Glass is currently a board member and has been since 1977.
He joined Walmart in 1976 as the company executive vp of finance and one year later was elected to its board.
He continued to climb the ranks, with a promotion to vice chairman and cfo in 1982. Soon after, in 1984, he was named president and coo, until finally he succeeded the company’s founder Sam Walton as president and ceo in January 1988. He remained in that post until retiring in January 2000.
“I cannot overstate David’s contribution to our company,” said Rob Walton, chairman of the board of Wal-Mart Stores Inc. “He established a new foundation for the company’s growth, and my dad considered him to be one of the finest retail talents he had ever met.”

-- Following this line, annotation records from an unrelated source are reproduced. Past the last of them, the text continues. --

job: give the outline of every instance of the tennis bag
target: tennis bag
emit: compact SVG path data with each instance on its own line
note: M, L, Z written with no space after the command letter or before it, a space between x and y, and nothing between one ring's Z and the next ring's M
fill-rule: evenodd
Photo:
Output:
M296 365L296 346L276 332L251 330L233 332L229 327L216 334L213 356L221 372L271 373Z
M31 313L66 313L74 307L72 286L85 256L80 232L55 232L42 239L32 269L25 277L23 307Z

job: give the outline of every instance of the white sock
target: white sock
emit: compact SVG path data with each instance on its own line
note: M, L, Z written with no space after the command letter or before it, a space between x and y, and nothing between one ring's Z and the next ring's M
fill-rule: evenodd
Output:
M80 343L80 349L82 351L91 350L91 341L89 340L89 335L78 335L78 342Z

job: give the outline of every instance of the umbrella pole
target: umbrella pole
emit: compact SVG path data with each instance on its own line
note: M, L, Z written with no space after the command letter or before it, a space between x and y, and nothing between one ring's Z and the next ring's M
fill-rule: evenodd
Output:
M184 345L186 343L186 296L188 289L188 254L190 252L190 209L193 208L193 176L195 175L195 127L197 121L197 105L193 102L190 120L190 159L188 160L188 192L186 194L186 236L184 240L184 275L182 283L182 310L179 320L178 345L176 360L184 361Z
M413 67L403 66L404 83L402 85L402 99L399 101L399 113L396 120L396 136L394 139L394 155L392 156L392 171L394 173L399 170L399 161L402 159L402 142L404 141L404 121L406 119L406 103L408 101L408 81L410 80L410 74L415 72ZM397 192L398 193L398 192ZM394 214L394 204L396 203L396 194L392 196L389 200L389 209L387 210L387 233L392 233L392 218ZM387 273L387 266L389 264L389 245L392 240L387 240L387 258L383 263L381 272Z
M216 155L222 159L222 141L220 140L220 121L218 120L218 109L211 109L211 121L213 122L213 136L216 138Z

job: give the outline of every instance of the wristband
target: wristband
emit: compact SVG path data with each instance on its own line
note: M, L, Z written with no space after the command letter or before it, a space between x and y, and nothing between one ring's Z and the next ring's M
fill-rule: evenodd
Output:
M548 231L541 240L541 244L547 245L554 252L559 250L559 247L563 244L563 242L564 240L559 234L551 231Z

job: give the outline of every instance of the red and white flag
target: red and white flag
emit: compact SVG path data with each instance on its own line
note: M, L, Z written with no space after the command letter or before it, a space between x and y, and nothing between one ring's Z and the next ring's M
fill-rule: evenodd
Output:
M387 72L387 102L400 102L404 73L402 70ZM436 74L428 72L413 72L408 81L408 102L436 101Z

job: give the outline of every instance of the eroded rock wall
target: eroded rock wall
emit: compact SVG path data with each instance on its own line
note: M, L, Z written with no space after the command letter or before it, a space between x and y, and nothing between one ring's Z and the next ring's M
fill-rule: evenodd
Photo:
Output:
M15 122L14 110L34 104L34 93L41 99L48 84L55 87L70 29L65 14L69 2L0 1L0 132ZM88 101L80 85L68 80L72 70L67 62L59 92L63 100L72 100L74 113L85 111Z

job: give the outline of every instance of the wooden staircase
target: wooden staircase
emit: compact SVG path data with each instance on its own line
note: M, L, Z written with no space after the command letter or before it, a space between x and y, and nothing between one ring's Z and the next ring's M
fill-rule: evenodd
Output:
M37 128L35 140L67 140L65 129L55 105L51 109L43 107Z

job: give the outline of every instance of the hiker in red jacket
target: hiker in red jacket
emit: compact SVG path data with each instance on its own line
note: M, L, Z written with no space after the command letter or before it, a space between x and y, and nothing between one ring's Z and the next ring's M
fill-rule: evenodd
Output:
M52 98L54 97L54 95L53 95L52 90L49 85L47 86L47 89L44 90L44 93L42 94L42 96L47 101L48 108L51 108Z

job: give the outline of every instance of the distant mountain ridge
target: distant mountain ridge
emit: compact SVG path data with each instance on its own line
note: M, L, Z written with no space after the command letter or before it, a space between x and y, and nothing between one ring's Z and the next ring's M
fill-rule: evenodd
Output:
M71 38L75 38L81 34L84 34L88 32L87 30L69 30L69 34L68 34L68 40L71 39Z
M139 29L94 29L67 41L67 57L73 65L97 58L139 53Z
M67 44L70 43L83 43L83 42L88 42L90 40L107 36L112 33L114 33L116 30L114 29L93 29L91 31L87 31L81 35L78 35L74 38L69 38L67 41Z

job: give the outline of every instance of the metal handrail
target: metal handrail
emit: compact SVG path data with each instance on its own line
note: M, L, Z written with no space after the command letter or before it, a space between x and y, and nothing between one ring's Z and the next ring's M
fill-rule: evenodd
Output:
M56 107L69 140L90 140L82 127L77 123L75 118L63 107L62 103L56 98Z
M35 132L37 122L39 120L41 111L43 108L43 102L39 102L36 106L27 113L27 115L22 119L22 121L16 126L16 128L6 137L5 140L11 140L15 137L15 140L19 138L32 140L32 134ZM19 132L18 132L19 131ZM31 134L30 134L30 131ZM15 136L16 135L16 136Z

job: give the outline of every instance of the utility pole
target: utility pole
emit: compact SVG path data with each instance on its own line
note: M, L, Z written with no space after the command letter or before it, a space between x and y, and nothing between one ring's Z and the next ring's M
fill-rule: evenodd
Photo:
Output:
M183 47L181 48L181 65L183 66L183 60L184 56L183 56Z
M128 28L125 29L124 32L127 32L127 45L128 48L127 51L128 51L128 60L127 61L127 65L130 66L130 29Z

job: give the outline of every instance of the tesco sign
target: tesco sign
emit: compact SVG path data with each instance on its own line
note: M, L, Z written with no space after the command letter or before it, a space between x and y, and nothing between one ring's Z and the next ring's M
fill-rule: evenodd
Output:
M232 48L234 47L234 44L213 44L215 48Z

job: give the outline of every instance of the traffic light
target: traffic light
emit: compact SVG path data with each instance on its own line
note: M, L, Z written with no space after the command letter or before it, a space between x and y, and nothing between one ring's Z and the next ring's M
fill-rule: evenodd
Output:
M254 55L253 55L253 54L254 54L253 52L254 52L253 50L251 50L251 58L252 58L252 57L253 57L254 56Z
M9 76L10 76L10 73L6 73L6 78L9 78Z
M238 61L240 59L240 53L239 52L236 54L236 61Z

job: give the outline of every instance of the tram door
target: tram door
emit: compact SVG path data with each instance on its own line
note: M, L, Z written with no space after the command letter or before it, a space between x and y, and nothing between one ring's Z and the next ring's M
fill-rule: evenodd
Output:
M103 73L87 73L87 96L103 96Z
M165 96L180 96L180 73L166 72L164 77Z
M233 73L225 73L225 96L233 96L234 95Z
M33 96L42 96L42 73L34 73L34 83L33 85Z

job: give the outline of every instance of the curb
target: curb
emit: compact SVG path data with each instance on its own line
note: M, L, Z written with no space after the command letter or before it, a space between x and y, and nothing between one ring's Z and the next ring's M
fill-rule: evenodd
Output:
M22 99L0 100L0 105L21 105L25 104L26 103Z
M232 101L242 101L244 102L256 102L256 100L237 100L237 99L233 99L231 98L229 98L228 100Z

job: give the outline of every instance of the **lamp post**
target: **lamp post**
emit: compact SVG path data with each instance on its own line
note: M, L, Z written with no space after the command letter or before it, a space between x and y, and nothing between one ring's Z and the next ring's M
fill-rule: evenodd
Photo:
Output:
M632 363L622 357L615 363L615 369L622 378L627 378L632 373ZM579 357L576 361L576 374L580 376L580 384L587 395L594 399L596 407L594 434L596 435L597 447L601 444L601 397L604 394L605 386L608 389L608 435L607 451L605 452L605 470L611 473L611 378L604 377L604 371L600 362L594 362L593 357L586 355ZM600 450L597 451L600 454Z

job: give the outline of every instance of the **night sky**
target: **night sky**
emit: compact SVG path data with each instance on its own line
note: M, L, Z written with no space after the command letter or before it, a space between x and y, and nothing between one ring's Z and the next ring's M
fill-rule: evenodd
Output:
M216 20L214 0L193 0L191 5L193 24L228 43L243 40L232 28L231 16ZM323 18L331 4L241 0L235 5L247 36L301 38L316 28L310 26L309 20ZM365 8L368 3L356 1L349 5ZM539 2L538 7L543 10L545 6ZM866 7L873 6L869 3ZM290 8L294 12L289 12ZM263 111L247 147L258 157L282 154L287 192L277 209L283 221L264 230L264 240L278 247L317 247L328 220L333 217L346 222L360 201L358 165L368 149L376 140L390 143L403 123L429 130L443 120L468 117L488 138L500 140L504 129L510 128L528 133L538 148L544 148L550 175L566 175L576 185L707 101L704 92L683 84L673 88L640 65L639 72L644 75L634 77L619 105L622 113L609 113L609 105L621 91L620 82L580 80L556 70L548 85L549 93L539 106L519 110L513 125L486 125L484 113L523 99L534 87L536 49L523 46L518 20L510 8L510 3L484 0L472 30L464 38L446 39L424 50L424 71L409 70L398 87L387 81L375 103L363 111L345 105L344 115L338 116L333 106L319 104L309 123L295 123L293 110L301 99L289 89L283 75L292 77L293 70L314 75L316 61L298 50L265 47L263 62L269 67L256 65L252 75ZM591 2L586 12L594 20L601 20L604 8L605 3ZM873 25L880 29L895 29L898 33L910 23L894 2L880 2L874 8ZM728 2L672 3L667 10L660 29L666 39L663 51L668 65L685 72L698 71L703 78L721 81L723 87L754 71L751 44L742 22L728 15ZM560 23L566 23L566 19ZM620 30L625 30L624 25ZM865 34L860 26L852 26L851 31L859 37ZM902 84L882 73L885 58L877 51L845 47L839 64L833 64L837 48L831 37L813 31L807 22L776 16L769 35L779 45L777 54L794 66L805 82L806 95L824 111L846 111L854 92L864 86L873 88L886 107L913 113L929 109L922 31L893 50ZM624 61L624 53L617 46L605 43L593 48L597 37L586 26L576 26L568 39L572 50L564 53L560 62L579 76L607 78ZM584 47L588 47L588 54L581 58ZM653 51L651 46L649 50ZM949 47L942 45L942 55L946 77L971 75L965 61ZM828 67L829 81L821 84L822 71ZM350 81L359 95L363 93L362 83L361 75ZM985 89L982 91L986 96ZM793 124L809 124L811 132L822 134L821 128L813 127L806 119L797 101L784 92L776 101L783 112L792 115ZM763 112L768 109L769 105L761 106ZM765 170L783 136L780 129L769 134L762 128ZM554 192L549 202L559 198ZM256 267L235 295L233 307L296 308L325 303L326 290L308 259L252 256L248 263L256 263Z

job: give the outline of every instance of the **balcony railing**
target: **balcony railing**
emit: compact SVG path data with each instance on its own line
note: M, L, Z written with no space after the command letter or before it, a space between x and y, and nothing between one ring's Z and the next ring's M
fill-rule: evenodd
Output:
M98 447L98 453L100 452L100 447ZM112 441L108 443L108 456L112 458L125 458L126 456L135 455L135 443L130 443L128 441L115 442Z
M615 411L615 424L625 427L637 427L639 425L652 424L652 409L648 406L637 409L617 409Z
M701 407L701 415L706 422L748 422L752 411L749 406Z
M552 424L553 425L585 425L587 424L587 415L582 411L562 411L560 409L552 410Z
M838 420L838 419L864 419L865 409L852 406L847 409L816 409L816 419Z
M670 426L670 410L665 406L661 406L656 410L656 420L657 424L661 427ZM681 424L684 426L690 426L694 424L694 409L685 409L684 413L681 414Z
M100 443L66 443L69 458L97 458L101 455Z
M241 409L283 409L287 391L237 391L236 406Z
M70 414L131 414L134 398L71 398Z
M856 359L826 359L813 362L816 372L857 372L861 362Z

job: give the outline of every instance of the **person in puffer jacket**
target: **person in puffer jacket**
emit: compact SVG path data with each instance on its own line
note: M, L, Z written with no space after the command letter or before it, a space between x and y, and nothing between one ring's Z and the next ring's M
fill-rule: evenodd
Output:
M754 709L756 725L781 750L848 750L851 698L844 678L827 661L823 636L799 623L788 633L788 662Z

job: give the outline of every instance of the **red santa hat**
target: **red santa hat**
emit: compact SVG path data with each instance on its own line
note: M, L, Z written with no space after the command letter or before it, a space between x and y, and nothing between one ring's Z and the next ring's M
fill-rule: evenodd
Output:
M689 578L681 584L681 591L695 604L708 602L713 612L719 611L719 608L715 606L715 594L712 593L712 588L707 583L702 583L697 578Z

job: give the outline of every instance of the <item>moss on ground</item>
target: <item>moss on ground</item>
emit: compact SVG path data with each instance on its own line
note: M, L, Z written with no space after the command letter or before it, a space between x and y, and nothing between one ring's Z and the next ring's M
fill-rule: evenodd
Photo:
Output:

Glass, who came to the company from Consumer’s Markets, is credited with establishing Walmart’s first distribution center outside of headquarters here, and equipping it with computerized distribution – “proving that the company’s geographic reach could be extended well beyond its home state,” the company said. He was also “instrumental in the creation of Sam’s Club” in 1983, and later as the company’s president and ceo, “Glass pioneered development of the first supercenter, which is now the company’s dominant retail format.” Under his leadership, Walmart became the nation’s largest retail company and made its first foray into international markets with an acquisition in Mexico.
After leaving Walmart, he continued to serve on its board as chairman of the executive committee until 2006 and, most recently, as a member of the strategic planning and finance committee.
“David joined Wal-Mart at a crucial time in the company’s history, bringing expertise in finance and distribution and pioneering the use of computer systems to link our stores and supply chain,” Walton said. “He is a great merchant who never lost the customer perspective. He encouraged frequent and open communication, and his talent for expressing his ideas was exceeded only by his talent for listening.”
With Glass’ retirement, Walmart’s board will consist of 15 directors, all of whom will stand for re-election at the annual shareholders’ meeting on June 5.